Hi, very interesting indeed. Not sure how the process handles incoming data, but maybe @dennissiemensma has some more details about this.

dennissiemensma commented 1 year ago

You may want to look into the open files and system calls used by the process.

If the following packages are available in the container, try:

lsof -p 14087

strace -v -f -s 1024 -p 14087

Replacing the 14087 with whatever process ID you're looking into.

dofl commented 1 year ago

The Synology NAS is missing some of the packages, but /proc/fd is always available:

> ls -l /proc/14087/fd
> total 0
> lr-x------ 1 root root 64 Oct 12 16:22 0 -> /dev/null
> l-wx------ 1 root root 64 Oct 12 16:22 1 -> 'pipe:[13751701]'
> l-wx------ 1 root root 64 Oct 12 16:22 2 -> 'pipe:[13751702]'
> l-wx------ 1 root root 64 Oct 12 16:22 3 -> /run/s6/services/dsmr_remote_datalogger/supervise/lock
> lr-x------ 1 root root 64 Oct 12 16:22 4 -> /run/s6/services/dsmr_remote_datalogger/supervise/control
> l-wx------ 1 root root 64 Oct 12 16:22 5 -> /run/s6/services/dsmr_remote_datalogger/supervise/control
> lrwx------ 1 root root 64 Oct 12 16:22 6 -> 'anon_inode:[signalfd]'

It's binding to a pipe that gives no more information, I wasn't able to find any files bound to this pipe. Can anyone tell me if they are seeing the same behavior as well?

dennissiemensma commented 1 year ago

I'm not using the containerized version. Did you try installing lsof and strace within the container? They might be available for install.

If so, I'm sure it will give you more insight regarding whatever the process is doing.

xirixiz commented 1 year ago

Yeah, you can add packages to the running container, but I believe dofl is talking about the host system (Synology). Example to install a package in a running container:

docker exec -ti dsmr bash
apk add strace

I'm most possibly facing the same behavior on my nas. However, this is not really an area I`m familiar with. Is this also normal behavior in a non-Docker setup perhaps?

On the Synology host you can maybe run:

sudo synogear install

So strace is maybe available.

dennissiemensma commented 1 year ago

I'd start by checking the process in the container. Maybe try iotop as well.

When I run iotop, filtering active write processes, it's almost constantly idle. Only postgres seems to write to the disk every once in a while, which makes sense.

xirixiz commented 1 year ago

I just noticed it's about the remote datalogger, not the datalogger. I`ll investigate this further Tonight. I guess the init process causes the issue. It shouldn't start the remote datalogger if you're not using it (not defined as var).

xirixiz commented 1 year ago

I believe I've fixed it. Please validate with the new image.
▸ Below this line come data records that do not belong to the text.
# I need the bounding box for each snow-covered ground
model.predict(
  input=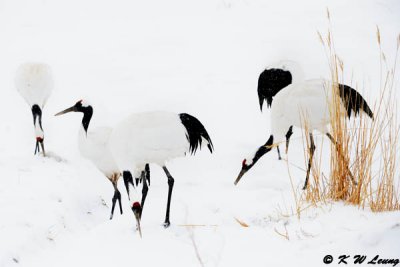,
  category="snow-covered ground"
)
[0,0,399,266]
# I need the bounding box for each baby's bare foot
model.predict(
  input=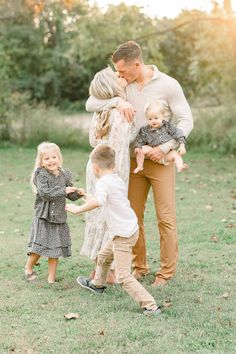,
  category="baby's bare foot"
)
[177,163,189,172]
[133,167,143,174]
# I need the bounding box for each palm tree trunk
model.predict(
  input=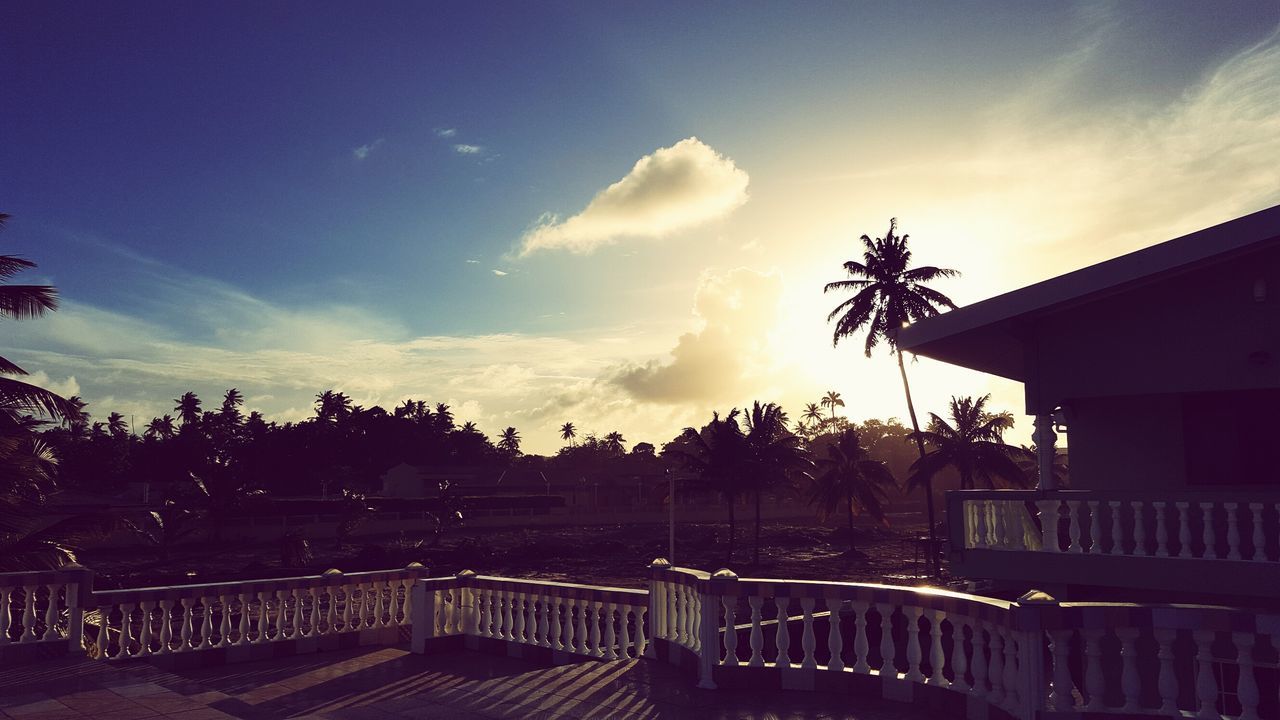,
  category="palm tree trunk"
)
[753,490,761,566]
[727,494,736,563]
[846,495,856,552]
[896,349,938,576]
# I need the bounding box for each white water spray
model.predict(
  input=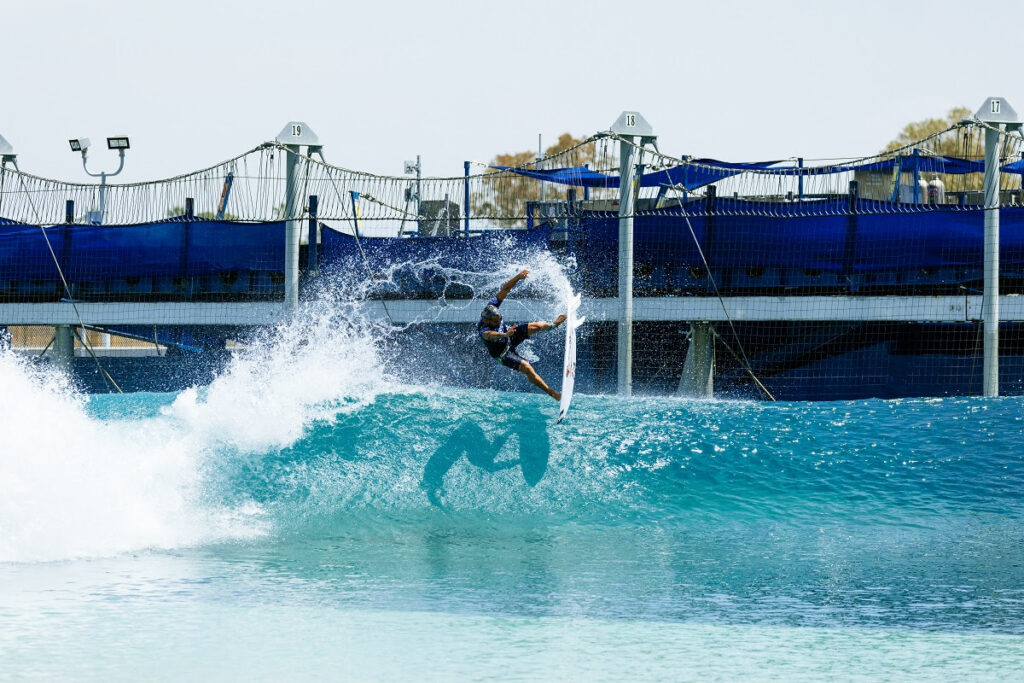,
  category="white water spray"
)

xirixiz commented 1 year ago

The Docker images uses S6-Overlay to start processes based on defined variables. By default the variable of dsmr remote datalogger isn't set, so it shouldn't start. However, as it's trying to start as a service, S6 doens't see the process running and runs the script over and over again. So, what I found is to add a sleep infinity step if the variable hasn't been defined. S6 has the idea the service has been started properly, but underwater it doesn't do anything anymore, so also not restarting over and over again.

if [[ <SOME VAR DEFINED ]]; then
    <START SOME PROCESS>
else
    sleep infinity
fi

So what happens now, is that the service goes to "sleep". I've found this solution in onme of the linuxserver Docker images.

dofl commented 1 year ago

I just did a pull on the new image and the constant write is gone. Seems like it was the S6 overlay indeed. Nice find!

xirixiz commented 1 year ago

It was good collaboration. Nice finding by you as well!

shostakovits commented 1 month ago

I believe the constant write problem is back. I run the docker on my Unraid machine. And when I do a 'iotop-c', the output is as follows:

S6-supervise

As far as my knowledge goes, I believe the writing comes from the 3 dsmr-services.

The writing of the 3 times 11kb/s is constant. Is it possible to fix it again??

Thank you in advance.